I'm very new to this game but I know what I want. I want to have my Logo and Brand Name "emboridered" "stitched" on the shirt in a that the logo and name is raised up off the shirt like an 1/8 to a 1/4 of an inch. I believe I was once told that you can get your logo done in the form of a patch that you can later stitch on the shirts yourself. 

Can someone please provide me with some clarification?


----------



## Oritron (Feb 26, 2007)

You could do it two ways... get the shirt itself embroidered, or get a patch embroidered and sew that on. I think that the shirt embroidered looks a bit better than a separate patch, but sometimes it "works" to have a patch.

Both ways can have the letters raised.


----------



## TwentyFourSeven (Mar 9, 2007)

Oritron said:


> You could do it two ways... get the shirt itself embroidered, or get a patch embroidered and sew that on. I think that the shirt embroidered looks a bit better than a separate patch, but sometimes it "works" to have a patch.
> 
> Both ways can have the letters raised.


I believe the embroidery will look better too... But which is more cost effective?


----------



## John S (Sep 9, 2006)

TwentyFourSeven said:


> I believe the embroidery will look better too... But which is more cost effective?


Embroidery direct into the garment is usually more cost effective. 
You must add the price of the patch and the cost to sew the patch into the garment.

The raised lettering you are looking for is done with a special foam that is laid on the garment and the needle cuts the foam and wraps it inside the embroidery. 
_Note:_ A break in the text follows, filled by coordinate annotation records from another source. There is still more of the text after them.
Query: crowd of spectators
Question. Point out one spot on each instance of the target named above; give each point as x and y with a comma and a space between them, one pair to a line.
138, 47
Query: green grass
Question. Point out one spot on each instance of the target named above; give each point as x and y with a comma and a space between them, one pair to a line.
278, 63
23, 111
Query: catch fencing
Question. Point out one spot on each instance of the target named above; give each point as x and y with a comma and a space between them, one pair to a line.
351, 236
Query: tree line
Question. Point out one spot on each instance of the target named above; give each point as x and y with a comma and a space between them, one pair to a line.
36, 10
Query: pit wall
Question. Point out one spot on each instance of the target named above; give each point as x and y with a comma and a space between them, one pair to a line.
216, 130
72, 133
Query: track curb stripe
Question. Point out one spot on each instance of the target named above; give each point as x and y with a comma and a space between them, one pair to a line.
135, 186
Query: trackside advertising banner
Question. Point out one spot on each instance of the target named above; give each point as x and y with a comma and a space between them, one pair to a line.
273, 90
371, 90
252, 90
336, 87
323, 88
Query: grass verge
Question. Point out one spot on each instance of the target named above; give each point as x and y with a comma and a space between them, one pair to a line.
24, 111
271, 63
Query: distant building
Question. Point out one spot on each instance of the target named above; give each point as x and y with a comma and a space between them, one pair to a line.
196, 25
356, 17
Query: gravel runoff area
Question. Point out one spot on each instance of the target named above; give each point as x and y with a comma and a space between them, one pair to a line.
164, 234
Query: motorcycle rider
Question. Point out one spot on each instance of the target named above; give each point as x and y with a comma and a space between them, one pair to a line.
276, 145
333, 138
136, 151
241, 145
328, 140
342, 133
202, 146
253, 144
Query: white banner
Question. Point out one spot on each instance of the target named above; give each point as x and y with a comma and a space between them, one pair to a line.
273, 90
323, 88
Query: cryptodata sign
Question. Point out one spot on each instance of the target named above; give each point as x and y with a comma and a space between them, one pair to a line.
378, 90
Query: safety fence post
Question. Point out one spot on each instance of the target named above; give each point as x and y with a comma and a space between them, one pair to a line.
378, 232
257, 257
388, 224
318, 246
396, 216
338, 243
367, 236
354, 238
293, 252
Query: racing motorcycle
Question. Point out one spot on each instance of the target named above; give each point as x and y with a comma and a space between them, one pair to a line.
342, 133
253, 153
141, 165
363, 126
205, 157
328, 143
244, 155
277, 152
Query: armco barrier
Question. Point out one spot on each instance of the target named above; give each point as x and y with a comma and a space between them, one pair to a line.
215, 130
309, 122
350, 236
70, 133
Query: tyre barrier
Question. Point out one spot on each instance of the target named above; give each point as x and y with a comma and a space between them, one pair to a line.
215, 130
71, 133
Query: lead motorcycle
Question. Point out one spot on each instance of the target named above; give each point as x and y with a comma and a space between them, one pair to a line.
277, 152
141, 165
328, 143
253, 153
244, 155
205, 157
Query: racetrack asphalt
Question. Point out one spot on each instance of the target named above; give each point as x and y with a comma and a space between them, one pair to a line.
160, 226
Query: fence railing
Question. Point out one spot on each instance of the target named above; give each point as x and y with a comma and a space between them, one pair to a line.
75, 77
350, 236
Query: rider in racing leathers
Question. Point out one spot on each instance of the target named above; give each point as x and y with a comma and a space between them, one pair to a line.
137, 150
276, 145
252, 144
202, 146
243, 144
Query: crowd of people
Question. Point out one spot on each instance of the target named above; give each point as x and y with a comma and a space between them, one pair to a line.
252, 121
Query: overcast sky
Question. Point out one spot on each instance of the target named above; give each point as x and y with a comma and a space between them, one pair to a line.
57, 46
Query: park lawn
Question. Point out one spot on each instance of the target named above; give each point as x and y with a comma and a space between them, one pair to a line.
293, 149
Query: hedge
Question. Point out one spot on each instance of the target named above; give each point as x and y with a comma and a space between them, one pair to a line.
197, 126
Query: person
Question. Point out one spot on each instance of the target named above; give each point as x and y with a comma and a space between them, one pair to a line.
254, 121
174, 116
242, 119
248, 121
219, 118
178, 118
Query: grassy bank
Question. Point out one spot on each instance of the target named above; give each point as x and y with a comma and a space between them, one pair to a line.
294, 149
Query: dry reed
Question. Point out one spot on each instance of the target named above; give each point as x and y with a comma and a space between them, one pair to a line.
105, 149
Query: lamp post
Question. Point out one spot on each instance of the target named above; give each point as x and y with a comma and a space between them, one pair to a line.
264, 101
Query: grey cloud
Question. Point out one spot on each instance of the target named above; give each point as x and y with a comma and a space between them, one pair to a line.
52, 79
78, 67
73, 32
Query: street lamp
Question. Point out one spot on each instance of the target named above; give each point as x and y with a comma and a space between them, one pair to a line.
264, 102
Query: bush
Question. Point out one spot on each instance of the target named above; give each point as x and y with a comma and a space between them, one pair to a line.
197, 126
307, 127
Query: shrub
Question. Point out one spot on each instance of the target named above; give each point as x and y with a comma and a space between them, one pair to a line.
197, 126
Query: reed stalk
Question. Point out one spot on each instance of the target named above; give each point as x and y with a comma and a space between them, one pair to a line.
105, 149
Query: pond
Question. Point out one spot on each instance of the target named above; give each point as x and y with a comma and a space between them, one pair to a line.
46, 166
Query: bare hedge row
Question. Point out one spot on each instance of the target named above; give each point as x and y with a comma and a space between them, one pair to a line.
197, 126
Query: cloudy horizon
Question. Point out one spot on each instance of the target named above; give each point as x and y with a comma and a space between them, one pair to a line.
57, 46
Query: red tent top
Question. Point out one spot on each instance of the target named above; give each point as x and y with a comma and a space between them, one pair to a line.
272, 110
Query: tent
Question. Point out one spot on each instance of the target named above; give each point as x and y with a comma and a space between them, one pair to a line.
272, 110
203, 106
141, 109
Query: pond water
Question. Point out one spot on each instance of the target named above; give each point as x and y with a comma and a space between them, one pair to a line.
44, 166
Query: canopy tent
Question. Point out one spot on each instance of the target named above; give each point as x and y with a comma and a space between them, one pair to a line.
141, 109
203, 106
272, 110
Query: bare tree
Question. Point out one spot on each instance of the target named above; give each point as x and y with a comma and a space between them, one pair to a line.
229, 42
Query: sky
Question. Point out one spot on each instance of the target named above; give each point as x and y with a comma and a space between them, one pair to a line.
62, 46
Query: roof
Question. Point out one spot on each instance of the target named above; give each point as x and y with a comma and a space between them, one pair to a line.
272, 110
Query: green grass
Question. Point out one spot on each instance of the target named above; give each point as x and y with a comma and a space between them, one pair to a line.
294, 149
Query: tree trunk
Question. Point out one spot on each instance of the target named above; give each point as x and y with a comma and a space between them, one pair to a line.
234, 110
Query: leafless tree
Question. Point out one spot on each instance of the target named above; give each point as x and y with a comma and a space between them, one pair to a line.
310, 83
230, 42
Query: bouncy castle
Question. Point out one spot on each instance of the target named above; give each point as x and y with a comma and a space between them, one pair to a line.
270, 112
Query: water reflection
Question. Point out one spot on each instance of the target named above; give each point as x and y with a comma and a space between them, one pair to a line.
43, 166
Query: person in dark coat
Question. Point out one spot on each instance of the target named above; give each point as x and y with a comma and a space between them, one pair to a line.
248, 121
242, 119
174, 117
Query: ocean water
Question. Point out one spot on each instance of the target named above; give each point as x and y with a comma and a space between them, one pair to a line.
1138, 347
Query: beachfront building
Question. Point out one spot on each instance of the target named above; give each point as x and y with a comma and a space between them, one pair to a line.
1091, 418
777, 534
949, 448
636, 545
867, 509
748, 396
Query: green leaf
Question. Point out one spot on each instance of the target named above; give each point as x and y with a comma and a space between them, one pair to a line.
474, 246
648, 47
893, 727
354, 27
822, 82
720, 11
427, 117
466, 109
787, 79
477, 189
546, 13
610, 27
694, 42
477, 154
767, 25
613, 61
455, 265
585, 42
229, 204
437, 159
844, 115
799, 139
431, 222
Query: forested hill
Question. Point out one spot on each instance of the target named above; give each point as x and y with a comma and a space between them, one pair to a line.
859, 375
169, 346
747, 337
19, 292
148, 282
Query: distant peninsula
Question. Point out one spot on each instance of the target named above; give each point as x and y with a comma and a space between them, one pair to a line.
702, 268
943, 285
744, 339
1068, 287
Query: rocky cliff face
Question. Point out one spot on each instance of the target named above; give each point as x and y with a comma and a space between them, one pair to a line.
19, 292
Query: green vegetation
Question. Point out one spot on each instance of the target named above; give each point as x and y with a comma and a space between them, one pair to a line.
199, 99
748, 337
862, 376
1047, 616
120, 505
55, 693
Google for 'puffy foam' or 'puff foam' to learn more about it.


----------



## TwentyFourSeven (Mar 9, 2007)

John S said:


> Embroidery direct into the garment is usually more cost effective.
> You must add the price of the patch and the cost to sew the patch into the garment.
> 
> The raised lettering you are looking for is done with a special foam that is laid on the garment and the needle cuts the foam and wraps it inside the embroidery.
> ...


Yes sir, that is exactly what I was talking about!!! I am really falling in love with this site...


----------